The decisions by bureaucrats will have consequences with the first being handcuffing our domestic technology and innovation companies to the benefit of our adversaries generally and China specifically in the competition to lead the world in the 21st Century. Here are three examples from the past two months:
1) Congress’s proposed restrictions on acquisitions would hurt startups, help China: Congress is considering a 10-year ban on acquisitions and investments in startups by a handful of large U.S. tech companies. But this comes at a time when the U.S. initial public offering (IPO) market is “in hibernation,” according to Axios Pro Rata. Just five U.S. IPOs in 2022 have raised at least $100 million, of which only one scored $1 billion.
Congress’s restrictions would hurt all parts of our economy, especially the startup sector. Startups depend on IPOs, or the possibility of being acquired by a larger company, to raise the necessary capital for launch or to scale products and services. If Congress bans such acquisitions, then a startup might not secure necessary financing, and even if does, its value will likely be depressed by taking certain potential acquirers out of the market.
By hamstringing startups and acquisitions, Congress isn’t just punishing those in Silicon Valley. Restrictions could also damage dozens and dozens of local and regional technology hubs throughout the nation because innovation is no longer concentrated on the coasts. Making matters worse: in general, the acquisition restrictions would apply only to U.S. companies, giving most foreign companies a free hand to buy up cutting-edge and sensitive technologies, undermining U.S. national security.
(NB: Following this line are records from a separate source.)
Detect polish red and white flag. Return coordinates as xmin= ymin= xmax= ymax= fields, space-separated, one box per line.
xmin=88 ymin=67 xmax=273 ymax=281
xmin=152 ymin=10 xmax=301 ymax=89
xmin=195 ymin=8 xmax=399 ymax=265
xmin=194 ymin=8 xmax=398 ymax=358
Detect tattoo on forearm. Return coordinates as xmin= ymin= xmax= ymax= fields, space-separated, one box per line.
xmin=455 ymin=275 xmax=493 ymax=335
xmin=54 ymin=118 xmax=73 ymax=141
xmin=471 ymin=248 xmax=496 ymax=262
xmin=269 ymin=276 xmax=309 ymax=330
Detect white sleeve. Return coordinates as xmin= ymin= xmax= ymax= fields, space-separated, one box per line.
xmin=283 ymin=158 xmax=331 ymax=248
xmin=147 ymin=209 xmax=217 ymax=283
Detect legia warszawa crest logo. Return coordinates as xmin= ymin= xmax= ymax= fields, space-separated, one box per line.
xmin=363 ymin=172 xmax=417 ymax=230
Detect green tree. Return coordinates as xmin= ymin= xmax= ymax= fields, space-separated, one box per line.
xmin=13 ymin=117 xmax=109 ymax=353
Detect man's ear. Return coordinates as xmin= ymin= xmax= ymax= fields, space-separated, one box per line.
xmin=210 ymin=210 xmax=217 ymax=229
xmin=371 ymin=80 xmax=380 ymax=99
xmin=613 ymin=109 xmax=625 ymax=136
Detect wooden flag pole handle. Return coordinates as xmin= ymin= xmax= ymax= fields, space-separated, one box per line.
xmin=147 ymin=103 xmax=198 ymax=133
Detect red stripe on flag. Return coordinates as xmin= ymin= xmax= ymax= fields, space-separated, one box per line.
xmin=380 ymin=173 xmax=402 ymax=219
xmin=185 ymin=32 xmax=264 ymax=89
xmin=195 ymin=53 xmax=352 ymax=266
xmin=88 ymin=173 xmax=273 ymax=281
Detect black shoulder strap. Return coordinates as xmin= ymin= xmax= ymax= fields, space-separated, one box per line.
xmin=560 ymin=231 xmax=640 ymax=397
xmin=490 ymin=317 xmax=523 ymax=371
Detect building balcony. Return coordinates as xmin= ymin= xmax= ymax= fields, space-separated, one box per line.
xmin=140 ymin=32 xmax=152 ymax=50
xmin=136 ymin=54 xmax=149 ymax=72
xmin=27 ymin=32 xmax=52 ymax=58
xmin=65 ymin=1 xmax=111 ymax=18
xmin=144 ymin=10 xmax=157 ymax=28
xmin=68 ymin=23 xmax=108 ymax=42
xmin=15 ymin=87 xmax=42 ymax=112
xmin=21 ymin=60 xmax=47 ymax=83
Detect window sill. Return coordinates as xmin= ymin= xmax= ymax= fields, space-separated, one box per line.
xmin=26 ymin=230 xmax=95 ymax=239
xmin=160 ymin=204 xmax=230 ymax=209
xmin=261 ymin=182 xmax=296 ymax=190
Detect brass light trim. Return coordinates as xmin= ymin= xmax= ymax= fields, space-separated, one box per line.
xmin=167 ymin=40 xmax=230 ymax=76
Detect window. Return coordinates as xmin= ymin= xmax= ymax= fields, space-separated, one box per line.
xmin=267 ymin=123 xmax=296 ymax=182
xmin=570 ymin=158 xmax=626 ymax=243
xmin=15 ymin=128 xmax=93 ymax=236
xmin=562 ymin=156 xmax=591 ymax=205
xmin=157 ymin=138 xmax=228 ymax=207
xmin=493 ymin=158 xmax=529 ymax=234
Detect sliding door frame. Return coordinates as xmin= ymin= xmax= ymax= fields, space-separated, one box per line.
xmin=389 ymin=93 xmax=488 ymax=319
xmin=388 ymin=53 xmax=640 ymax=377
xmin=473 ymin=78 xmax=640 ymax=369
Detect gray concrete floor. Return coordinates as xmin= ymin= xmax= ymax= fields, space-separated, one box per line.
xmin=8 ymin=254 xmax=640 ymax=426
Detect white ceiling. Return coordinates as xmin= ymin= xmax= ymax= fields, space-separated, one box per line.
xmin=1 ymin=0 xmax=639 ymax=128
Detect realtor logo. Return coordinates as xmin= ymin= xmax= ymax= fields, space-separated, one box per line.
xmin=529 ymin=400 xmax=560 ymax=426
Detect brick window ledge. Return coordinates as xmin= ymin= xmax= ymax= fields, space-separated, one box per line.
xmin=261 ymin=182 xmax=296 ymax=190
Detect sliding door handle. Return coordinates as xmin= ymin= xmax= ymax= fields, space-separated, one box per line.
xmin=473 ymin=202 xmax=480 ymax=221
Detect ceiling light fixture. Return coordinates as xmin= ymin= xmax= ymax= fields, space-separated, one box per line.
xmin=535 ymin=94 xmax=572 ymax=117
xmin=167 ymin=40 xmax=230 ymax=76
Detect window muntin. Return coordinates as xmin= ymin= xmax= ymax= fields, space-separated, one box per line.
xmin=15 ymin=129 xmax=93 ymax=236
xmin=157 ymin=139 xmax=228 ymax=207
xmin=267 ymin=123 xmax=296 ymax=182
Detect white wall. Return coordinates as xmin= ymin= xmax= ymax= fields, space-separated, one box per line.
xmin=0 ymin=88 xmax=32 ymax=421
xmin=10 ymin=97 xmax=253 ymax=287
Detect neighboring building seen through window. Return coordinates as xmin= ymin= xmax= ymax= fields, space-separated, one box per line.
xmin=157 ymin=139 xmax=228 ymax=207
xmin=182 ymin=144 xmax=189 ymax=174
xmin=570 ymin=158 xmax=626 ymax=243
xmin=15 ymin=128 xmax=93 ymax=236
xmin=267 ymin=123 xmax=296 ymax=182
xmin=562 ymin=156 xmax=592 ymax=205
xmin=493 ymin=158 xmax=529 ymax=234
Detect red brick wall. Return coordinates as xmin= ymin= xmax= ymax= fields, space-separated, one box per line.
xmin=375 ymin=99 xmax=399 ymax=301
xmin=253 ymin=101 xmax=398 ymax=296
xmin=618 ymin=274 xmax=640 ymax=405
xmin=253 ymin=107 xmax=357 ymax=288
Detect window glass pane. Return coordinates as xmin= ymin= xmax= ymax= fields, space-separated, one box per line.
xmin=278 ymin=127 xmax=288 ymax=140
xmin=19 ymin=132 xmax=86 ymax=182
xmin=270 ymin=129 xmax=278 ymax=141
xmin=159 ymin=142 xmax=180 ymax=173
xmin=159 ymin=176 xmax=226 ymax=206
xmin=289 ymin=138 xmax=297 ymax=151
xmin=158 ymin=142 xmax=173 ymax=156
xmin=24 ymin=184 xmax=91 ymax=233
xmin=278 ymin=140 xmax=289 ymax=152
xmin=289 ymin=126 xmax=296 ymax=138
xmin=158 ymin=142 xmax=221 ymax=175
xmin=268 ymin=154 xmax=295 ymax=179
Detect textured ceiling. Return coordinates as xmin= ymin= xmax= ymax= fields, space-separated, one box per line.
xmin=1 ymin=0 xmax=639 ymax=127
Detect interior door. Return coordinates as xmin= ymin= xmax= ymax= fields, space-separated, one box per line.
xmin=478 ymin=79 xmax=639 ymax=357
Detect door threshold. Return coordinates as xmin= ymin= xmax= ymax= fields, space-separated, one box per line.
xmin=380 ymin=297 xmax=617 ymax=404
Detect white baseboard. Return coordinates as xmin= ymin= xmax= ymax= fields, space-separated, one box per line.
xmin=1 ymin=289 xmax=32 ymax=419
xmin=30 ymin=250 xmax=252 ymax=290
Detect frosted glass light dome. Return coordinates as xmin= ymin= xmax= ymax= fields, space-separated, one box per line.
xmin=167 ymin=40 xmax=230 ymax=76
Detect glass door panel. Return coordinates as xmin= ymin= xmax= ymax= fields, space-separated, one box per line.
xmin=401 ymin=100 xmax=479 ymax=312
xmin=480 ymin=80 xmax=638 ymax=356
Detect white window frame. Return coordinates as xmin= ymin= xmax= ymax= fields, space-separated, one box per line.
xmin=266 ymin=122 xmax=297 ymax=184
2) FTC opposition slows possible U.S. advances in hypersonic weaponry: The U.S. is in a race to develop hypersonic missile capabilities after China and Russia recently demonstrated their offensive weapon capabilities. Lockheed Martin is a key U.S. player in this effort. But just this week, citing opposition by the FTC, Lockheed abandoned its proposed takeover of propulsion manufacturer Aerojet Rocketdyne, a $4.4 billion deal that would have greatly increased Lockheed’s hypersonic weapons’ capabilities. These types of “vertical” mergers, between companies that do not compete in the same markets, typically raise no genuine competitive concerns. Just 10 days earlier, Russia and China announced a new partnership against the U.S., seeking to nudge America aside as the world’s sole superpower.
3) FTC opposition thwarts chip industry’s largest deal: Citing the FTC and other regulatory opposition, U.S.-based Nvidia Corp. abandoned its purchase of the U.K.’s Arm Ltd. from SoftBank Group Corp, a Japanese conglomerate. The FTC sued to block the sale in December, arguing that Nvidia would gain too much control over chip designs used by the world’s biggest technology companies. Ironically, the FTC’s opposition to the purchase has coincided with a push by the Biden administration to expand domestic chip manufacturing capabilities and a willingness to use withholding of U.S.-made microchips as a sanction threat against Russia’s encroachment of Ukraine.
Rather than handcuff America’s most innovative companies, Congress and the FTC should foster greater innovation.